Massacre sur Marion Island | Polarjournal
Elles ont l’air inoffensives, mais les souris domestiques de l’île Marion sont une menace pour les oiseaux marins de l’île qui doit être combattue. (Photo : Stefan Schoombie / Mouse-Free Marion)

Veuillez noter que certaines des images de cet article peuvent être choquantes.

Sur l’île Marion, une petite île subantarctique dans l’océan Indien, des millions d’oiseaux de mer se reproduisent. Au total, on compte 28 espèces. L’île a été découverte par hasard le 4 mars 1663 par le navigateur hollandais Barend Barendszoon Lam. Depuis 1948, l’Afrique du Sud entretient la station permanente de recherche et de météorologie sur la côte nord-est.

Ce qui semble si paisible est trompeur. Depuis des décennies, les souris domestiques introduites sont un fléau. Pendant ce temps, les souris menacent déjà 19 espèces d’oiseaux d’extinction. Des attaques sur des albatros migrateurs adultes ont déjà été observées et documentées.

600 tonnes d’appâts empoisonnés doivent être distribuées sur toute l’île pour lutter contre l’invasion de souris. L’objectif de financement pour le lancement de l’opération est de 25 millions de dollars américains, mais il n’est pas encore totalement assuré. Les travaux devraient débuter à l’hiver 2026.
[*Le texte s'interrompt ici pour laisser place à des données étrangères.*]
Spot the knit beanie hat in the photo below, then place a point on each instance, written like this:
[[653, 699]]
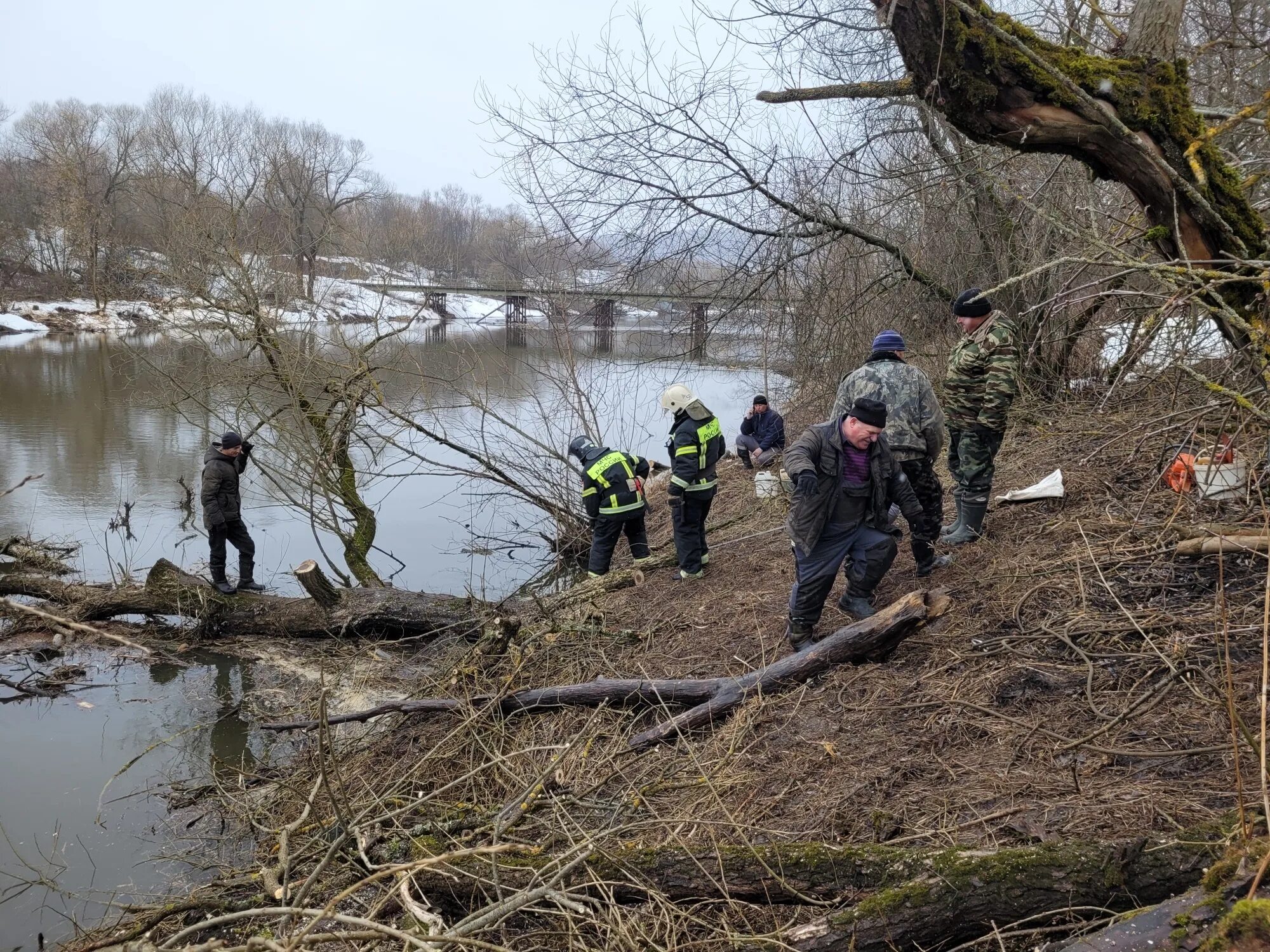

Scalpé ! Une souris domestique mange de nuit la tête d’un poussin d’albatros migrateur sans défense sur Marion Island. (Photo : Stefan Schoombie / Mouse-Free Marion)

Les « souris zombies », comme les appellent les défenseurs de la nature, sont des souris non indigènes qui s’adaptent aux environnements dans lesquels les humains les ont placées par inadvertance.

Les souris ont très probablement été introduites par des chasseurs de phoques au début du 18e siècle et il ne leur a pas fallu longtemps pour prendre le pouvoir.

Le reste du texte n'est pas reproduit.